The following week we went back for sleep study #2, which they used to determine what settings Sam would need on a CPAP machine when he sleeps, instead of oxygen. It was another long night, but Sam adjusted to the CPAP fairly well. The machine he uses is actually called a BIPAP which helps keep his lungs inflated both when inhaling and exhaling. And it allows him to use his own breath to “breathe over” the machine and then kicks in with artificial breath if Sam’s body forgets to take one. It’s pretty high tech, and at first it was a little scary – again, another machine on our sweet boy. But he’s been using it at night for a few days and each night is a little better. Jim and I take turns sleeping on an air mattress in his room to comfort him when he wakes up in a panic with the BIPAP mask on his face. During the day he just uses oxygen for nap time until he’s fully accustomed to the BIPAP mask. And he now has a pulse oximeter on his toe, which beeps if his oxygen level drops too low, eliminating the need for us to check his oxygen cannula while he naps.
The week after his second sleep study we met with his Sleep Clinic doctor who went over a lot of information with me about both studies. I left the appointment feeling reassured that he will be a great addition to Sam’s care team – he was helpful, thorough, and understanding and was working hard to understand the complexities of Sam’s genetic diagnosis and how it relates to his sleep apnea. Although we still feel discouraged by Sam’s need for his BIPAP, we do feel like it is something that will benefit him long term.

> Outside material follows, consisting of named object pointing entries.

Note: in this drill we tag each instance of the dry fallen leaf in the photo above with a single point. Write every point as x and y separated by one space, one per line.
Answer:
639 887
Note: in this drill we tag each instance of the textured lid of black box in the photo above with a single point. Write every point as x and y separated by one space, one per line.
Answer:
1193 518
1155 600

In the midst of all that, Sam has also seen doctors in Pulmonology, ENT, Genetics, as well as his pediatrician checkups and vaccinations. The poor guy is pretty sick of doctors and nurses! Tomorrow he will have his spinal MRI and need to be under anesthesia. We are nervous about Sam being under anesthesia at such a young age, so please pray for peace for us and for the procedure to go smoothly. It will be an outpatient procedure as long as he recovers normally, but the doctor may opt to keep him overnight for observation if they feel it is necessary. The MRI will be checking for some spinal abnormalities that go along with Metatropic Dysplasia, and we’re praying that we will receive some good news and that the images won’t reveal anything more severe than we already know.

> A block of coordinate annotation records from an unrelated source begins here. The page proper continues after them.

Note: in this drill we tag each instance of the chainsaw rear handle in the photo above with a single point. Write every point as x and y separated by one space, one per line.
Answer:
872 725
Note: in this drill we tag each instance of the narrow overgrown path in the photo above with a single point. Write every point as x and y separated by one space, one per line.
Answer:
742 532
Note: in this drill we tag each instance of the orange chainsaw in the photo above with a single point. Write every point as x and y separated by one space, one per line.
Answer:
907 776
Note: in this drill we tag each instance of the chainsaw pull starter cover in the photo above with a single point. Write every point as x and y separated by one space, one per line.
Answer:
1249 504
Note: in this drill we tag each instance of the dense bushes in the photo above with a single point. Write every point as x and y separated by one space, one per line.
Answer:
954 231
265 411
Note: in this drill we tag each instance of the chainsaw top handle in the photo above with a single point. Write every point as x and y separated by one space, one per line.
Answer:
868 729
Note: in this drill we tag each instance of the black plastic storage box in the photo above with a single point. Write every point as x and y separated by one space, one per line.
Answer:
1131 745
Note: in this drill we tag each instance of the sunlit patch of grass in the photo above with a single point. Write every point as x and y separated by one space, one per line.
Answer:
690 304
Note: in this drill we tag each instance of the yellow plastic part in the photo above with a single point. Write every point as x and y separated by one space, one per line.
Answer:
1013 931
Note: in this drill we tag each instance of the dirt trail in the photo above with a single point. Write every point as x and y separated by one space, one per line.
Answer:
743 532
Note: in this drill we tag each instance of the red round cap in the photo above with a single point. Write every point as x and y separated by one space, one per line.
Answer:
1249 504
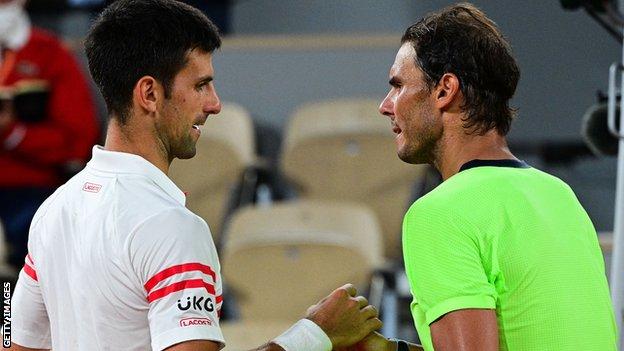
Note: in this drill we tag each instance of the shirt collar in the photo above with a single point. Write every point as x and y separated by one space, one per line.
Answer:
122 162
494 163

Jim and I are worn out physically, mentally, emotionally, & spiritually. Sometimes it feels like we’re just functioning in survival mode. But amidst the difficulty of the last several weeks, there have been a few bright spots. One blessing that came out of Sam’s sleep study is that the knowledge of his apnea with regard to his procedure tomorrow – without the information about his need for extra breathing support, there could have been complications when he is under the anesthesia. So we are grateful for the timing of all of his sleep appointments. Sam has also been a very busy boy learning to crawl! He went from a sort of combat-scoot to a full on army-crawl, and he’s quite proficient at it! He hasn’t quite figured out how to crawl with his belly lifted off the floor, but he sure can get wherever he wants to go! We also celebrated two big milestones in May: Sam’s first birthday, which we celebrated with friends, family, and plenty of sprinkles, and also a new cousin – congrats to my sister and brother-in-law who adopted a son (and Sam’s only cousin on my side of the family), Miles!

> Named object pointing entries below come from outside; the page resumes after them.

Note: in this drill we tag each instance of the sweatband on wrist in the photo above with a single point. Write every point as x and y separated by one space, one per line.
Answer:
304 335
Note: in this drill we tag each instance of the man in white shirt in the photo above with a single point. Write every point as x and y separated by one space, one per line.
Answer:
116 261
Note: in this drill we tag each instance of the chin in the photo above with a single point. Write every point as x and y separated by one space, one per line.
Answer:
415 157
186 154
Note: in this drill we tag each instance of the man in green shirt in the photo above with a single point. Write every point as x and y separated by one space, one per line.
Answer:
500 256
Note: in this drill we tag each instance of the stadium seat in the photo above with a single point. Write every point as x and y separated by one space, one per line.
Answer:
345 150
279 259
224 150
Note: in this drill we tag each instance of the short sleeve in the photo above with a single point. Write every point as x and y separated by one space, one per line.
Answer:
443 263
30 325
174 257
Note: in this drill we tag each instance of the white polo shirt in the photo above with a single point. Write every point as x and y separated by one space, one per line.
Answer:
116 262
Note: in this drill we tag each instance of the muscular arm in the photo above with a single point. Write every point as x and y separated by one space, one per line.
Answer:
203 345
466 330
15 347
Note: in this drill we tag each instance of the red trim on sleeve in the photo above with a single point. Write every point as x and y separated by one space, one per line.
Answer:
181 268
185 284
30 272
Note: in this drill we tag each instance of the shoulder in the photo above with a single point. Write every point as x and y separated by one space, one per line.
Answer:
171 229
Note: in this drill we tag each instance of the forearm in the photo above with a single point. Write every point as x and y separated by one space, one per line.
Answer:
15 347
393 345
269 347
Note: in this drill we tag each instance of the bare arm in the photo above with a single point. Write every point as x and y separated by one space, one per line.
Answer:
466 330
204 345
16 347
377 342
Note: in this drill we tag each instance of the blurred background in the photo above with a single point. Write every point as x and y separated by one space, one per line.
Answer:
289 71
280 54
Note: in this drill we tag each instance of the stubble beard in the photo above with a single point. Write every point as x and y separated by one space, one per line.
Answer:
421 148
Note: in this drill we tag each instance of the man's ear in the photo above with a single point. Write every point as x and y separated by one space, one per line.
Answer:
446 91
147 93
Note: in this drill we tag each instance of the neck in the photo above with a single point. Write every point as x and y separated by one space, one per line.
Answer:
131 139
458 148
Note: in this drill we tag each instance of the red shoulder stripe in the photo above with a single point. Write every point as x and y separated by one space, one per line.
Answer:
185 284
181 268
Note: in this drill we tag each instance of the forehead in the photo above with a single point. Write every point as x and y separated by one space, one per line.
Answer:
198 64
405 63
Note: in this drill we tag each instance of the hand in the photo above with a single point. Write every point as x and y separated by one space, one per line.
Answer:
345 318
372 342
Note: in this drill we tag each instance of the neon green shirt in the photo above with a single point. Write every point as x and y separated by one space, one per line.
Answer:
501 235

Right now we’re working with Sam to overcome some of his “stranger danger” (which no doubt comes from all the strange doctors and nurses who poke and prod him at his appointments!), and to say his first words. We know that speech delays come along with MD, but we’re trying hard to encourage him to make all kinds of sounds. We continue to be so appreciative of your prayers and encouragement, please pray both for Sam’s physical health and for strength and peace for our family.